There are a few ways to get ChaReCo running:

1. Download the .exe (Windows)

  • Head to the Releases page on GitHub.
  • Download the latest .exe file.
  • Run the executable. No installation is required.

2. Install from GitHub using pip (Recommended for Python users)

  • Ensure Git and Python (3.8+) are installed and accessible in your PATH.
  • Open your terminal or command prompt and run:
    pip install git+https://github.com/lukaszliniewicz/ChaReCo.git
  • Once installed, you should be able to run the GUI using the command:
    chareco

3. Manual Setup from Cloned Repository

  • Ensure Git and Python (3.8+) are installed.
  • Clone the repository:
    git clone https://github.com/lukaszliniewicz/ChaReCo.git
  • Navigate into the directory:
    cd ChaReCo
  • Install dependencies:
    pip install -r requirements.txt
  • Run the application:
    python run.py

Using the Application:

  1. Launch ChaReCo.
  2. Enter a Git repository URL (for private GitHub repos, you can provide a PAT) or select a local folder path.
  3. Configure analysis options:
    • Toggle directory structure, file concatenation.
    • Set filters for included/excluded file extensions.
    • Define glob patterns for excluding specific folders (e.g., **/__pycache__, node_modules/*).
    • Choose whether to include/exclude .git related files, LICENSE, or README files.
  4. Click "Analyze Repository" or "Analyze Local Folder".
  5. Once analysis is complete:
    • View the generated structure and concatenated content.
    • Use the Search bar to find specific text within the loaded files (supports regex, case sensitivity, whole word). Search results will highlight matching files in the tree.
    • Select/deselect individual files or entire folders in the tree view to dynamically update the content in the main text area.
    • Copy the selected content to the clipboard or save it to a file.
  6. Use the generated text output in your LLM chat conversations.

Use Cases and Examples

Many of the original use cases remain highly relevant, now enhanced by more precise filtering and in-app search.

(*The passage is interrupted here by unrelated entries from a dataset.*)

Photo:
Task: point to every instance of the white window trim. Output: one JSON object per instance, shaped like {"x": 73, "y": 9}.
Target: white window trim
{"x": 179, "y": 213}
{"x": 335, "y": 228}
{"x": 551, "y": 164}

1. Code Review and Refactoring

Example: You're working on a large JavaScript project and want to refactor the authentication system.

  • Use ChaReCo to analyze the repository.
  • Use include/exclude patterns (e.g., include *.js,*.ts, exclude folders node_modules/*,dist/*) to focus on source code.
  • Generate the folder structure to give the LLM an overview.
  • Select files related to authentication (e.g., auth.js, login.js, userModel.js) in the tree view.
  • Ask the LLM: "Based on this structure and these files, how can I refactor the authentication system to be more secure and efficient?"

2. Implementing New Features

Example: You need to add a new API endpoint to your Flask application.

  • Provide the full concatenated output of your Flask app to the LLM, filtering out test directories or virtual environments using glob patterns (e.g., **/tests/*, venv/*).
  • Ask: "Given this existing Flask application, how would you implement a new endpoint for user profile updates?"

3. Debugging

Example: Your React application has a state management bug, and you suspect it's related to a specific prop.

  • Use ChaReCo to load your React components.
  • Utilize the search feature to find all occurrences of the problematic prop or state variable. This helps identify relevant files quickly.
  • Select these files and provide their content to the LLM.
  • Ask: "I'm experiencing issues with state updates related to [propName] in these components. Can you identify potential causes and suggest fixes?"

4. Code Style and Best Practices

Example: Ensuring consistent coding style across a Python project.

  • Select a variety of Python files from different parts of your project. Use glob patterns to exclude auto-generated files or virtual environments.
  • Ask the LLM: "Review these files and suggest changes to make the coding style more consistent with PEP 8. Also, point out any Python best practices we're not following."

5. Documentation Generation

Example: Creating documentation for a complex module containing Python files and Jupyter Notebooks.

  • Use ChaReCo to copy the contents of a specific module. It will automatically convert .ipynb files to Markdown.
  • Ask the LLM: "Based on this code (including the converted notebooks), can you generate comprehensive documentation including function descriptions, parameters, return values, and usage examples?"

6. Learning and Understanding Code

Example: You've joined a new project and need to understand the codebase quickly.

  • Generate the folder structure of the entire project.
  • Use the search feature to find key terms, entry points (e.g., main, app.run), or specific API calls to understand data flow.
  • Ask the LLM: "I want to understand how this project works. Based on this structure and the content of main.py and core_module/, can you explain the main workflow?"

7. Migrating Between Technologies

Example: Moving from jQuery to vanilla JavaScript.

  • Copy your jQuery-heavy JavaScript files.
  • Ask the LLM: "How would you rewrite these jQuery functions using modern vanilla JavaScript? Please provide examples for each conversion."

8. Security Auditing

Example: Checking for common security vulnerabilities in a Node.js application.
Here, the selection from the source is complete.